Subhash Chandra Bose
- Netaji Subhash Chandra Bose (23 January 1897 – 18 August 1945) is one of the most celebrated freedom fighters of India.
- In 1942, he earned the title ‘Netaji’, in Germany by the Indian soldiers of the Azad Hind Fauj.
- Bose is credited with the very famous slogan, “Give me blood, and I shall give you freedom!” as well as “Jai Hind”.
- He is also credited to be the first man to call Mahatma Gandhi “Father of the Nation”, in his address from Singapore.
- In 1919, Bose headed to London to give the Indian Civil Services (ICS) examination and he was selected. Bose, however, resigned from Civil Services as he believed he could not side with the British.
- In 1921, Bose worked under Chittaranjan Das, a powerful politician in Bengal. He worked as the editor for Das’s newspaper, Forward, and later started his own newspaper, Swaraj.

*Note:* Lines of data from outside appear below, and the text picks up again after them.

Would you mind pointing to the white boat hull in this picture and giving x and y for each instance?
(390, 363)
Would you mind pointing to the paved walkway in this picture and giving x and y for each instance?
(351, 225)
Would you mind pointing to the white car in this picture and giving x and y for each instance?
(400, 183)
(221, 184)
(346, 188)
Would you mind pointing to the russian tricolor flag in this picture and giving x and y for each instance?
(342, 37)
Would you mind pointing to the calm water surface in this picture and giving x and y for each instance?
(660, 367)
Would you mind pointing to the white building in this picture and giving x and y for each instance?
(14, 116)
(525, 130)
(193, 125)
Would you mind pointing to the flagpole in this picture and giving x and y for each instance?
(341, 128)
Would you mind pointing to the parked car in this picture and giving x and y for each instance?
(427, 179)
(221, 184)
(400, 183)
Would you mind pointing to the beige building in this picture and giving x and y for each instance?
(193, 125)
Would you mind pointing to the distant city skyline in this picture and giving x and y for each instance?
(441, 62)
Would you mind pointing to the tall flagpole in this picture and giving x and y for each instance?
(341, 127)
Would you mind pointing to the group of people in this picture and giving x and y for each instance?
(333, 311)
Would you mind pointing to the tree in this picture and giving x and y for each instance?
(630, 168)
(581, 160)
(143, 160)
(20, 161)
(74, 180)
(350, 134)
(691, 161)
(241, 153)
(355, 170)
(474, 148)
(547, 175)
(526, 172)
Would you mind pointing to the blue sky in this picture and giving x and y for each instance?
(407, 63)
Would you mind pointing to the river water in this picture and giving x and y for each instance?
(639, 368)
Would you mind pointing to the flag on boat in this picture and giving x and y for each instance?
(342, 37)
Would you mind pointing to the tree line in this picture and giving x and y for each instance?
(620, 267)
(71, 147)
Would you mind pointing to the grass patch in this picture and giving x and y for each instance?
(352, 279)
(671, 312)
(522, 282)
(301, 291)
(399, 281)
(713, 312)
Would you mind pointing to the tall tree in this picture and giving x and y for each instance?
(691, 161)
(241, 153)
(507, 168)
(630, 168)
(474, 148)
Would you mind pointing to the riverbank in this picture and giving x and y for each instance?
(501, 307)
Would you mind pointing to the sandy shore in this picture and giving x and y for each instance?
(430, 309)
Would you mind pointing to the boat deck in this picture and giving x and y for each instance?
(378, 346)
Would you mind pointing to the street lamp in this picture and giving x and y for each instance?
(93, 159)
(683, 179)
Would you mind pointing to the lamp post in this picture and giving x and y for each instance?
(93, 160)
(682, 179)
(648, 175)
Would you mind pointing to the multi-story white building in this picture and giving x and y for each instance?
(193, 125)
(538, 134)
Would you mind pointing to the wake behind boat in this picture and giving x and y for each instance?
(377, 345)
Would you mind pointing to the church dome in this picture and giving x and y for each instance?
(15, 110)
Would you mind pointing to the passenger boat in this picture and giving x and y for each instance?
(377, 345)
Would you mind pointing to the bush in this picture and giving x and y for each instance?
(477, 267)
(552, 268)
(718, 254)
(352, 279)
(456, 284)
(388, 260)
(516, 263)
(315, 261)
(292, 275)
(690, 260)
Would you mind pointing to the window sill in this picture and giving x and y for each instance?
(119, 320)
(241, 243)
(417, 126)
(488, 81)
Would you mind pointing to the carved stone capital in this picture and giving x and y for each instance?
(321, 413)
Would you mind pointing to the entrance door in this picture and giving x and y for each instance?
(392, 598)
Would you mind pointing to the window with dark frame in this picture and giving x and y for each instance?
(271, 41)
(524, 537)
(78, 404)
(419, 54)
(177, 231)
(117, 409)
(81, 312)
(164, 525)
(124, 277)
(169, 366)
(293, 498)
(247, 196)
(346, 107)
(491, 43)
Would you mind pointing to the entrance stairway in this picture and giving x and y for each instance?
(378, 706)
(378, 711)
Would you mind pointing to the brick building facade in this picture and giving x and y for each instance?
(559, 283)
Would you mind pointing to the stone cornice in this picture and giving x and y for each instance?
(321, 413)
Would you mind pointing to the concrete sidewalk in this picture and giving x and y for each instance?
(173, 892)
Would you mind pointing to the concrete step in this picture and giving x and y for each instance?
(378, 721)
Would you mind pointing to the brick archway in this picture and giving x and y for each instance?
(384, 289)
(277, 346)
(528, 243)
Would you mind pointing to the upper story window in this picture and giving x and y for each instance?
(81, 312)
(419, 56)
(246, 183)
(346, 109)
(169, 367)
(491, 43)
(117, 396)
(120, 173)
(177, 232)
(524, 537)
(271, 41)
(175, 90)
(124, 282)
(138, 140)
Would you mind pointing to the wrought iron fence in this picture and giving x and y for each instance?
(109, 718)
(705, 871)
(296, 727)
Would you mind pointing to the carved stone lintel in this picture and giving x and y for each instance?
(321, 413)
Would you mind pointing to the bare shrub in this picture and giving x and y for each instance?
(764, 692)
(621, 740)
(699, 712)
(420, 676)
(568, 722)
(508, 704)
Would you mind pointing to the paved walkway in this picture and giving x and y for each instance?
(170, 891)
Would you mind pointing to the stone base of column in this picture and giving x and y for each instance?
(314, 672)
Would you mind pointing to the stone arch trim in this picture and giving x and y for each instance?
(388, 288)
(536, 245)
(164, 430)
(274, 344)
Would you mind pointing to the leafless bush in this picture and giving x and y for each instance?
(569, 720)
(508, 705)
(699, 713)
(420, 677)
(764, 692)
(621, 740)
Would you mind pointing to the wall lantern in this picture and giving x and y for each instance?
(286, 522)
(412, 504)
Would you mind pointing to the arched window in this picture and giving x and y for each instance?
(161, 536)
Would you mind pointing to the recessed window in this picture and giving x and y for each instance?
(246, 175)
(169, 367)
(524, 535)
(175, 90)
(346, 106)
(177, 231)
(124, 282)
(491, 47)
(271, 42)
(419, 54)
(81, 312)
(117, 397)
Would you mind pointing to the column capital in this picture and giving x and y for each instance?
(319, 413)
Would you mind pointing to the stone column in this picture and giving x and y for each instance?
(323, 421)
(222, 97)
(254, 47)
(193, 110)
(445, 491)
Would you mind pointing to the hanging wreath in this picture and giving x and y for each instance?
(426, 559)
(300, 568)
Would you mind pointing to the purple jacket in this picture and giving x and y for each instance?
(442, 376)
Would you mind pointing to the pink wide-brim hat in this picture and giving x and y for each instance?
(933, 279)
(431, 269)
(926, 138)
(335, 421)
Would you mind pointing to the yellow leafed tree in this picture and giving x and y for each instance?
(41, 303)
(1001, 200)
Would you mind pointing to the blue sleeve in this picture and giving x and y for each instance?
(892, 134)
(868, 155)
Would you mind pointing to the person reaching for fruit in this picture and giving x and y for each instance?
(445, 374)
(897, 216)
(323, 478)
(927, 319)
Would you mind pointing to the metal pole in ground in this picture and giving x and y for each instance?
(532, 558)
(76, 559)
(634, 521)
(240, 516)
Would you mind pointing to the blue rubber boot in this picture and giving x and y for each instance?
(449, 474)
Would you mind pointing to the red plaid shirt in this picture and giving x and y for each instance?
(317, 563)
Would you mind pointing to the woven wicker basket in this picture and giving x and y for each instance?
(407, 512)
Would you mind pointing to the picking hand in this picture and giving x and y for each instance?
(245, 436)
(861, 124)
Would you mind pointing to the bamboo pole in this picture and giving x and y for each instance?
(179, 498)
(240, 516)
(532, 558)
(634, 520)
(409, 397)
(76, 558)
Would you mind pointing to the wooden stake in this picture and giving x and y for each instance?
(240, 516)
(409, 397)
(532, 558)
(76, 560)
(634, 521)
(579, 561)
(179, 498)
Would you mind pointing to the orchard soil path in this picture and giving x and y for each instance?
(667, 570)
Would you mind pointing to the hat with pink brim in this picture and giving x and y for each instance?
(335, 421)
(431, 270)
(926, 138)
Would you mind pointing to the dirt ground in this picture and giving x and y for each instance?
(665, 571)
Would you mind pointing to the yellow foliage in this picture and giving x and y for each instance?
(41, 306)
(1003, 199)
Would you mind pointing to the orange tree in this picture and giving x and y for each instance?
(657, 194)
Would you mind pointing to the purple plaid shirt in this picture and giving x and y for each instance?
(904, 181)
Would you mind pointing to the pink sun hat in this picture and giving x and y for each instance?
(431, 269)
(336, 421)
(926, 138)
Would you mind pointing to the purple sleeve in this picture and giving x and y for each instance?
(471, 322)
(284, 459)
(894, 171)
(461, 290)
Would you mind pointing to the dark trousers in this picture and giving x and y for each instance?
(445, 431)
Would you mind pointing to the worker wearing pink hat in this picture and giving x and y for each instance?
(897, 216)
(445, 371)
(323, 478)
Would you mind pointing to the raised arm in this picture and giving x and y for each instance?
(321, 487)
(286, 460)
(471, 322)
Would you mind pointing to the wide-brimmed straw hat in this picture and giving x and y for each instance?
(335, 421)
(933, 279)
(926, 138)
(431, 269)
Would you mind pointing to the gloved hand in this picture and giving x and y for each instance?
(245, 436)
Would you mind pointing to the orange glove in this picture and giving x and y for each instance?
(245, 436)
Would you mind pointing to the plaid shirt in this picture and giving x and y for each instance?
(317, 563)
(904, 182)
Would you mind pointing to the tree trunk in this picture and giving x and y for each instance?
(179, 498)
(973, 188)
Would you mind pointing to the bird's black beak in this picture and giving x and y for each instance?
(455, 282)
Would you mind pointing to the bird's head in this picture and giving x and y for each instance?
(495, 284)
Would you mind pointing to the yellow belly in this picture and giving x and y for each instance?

- In 1923, Bose was elected the President of the All India Youth Congress and also the Secretary of Bengal State Congress.
- During the mid-1930s Bose travelled in Europe. He researched and wrote the first part of his book, The Indian Struggle, which covered the country’s independence movement in the years 1920–1934.
- After his return, Bose took over as the elected President of Indian National Congress in 1938 (Haripur) and stood for unqualified Swaraj (self-governance) and the use of force against the British which then combated against Mahatma Gandhi and his views.
- Bose was re-elected in 1939 (Tripuri) but soon resigned from the presidency and formed the All India Forward Bloc, a faction within the Congress which aimed at consolidating the political left.
- In 1943, he travelled to Japan and took leadership of the Indian Independence Movement in East Asia. With Japanese aid and influence, he took the leadership of a trained army of about 40,000 troops in Japanese-occupied Southeast Asia known as the Indian National Army.
- The INA was first formed under Mohan Singh and Japanese Major Iwaichi Fujiwara and comprised Indian prisoners of war of the British-Indian Army captured by Japan in the Malayan (present-day Malaysia) campaign and at Singapore.
- The troops of the INA were under the aegis of a provisional government, the Azad Hind Government, which came to produce its own currency, postage stamps, court and civil code, and was recognised by nine Axis states.
- In 1945, the British Indian Army retaliated to the capture of Manipur, Kohima and Imphal by INA and killed almost half of the Japanese forces and the entire participating INA contingent.
- Bose escaped to Manchuria seeking a future in the Soviet Union.
- He is said to have died in 1945 when his plane crashed in Taiwan. However, there are still many conspiracy theories regarding his death.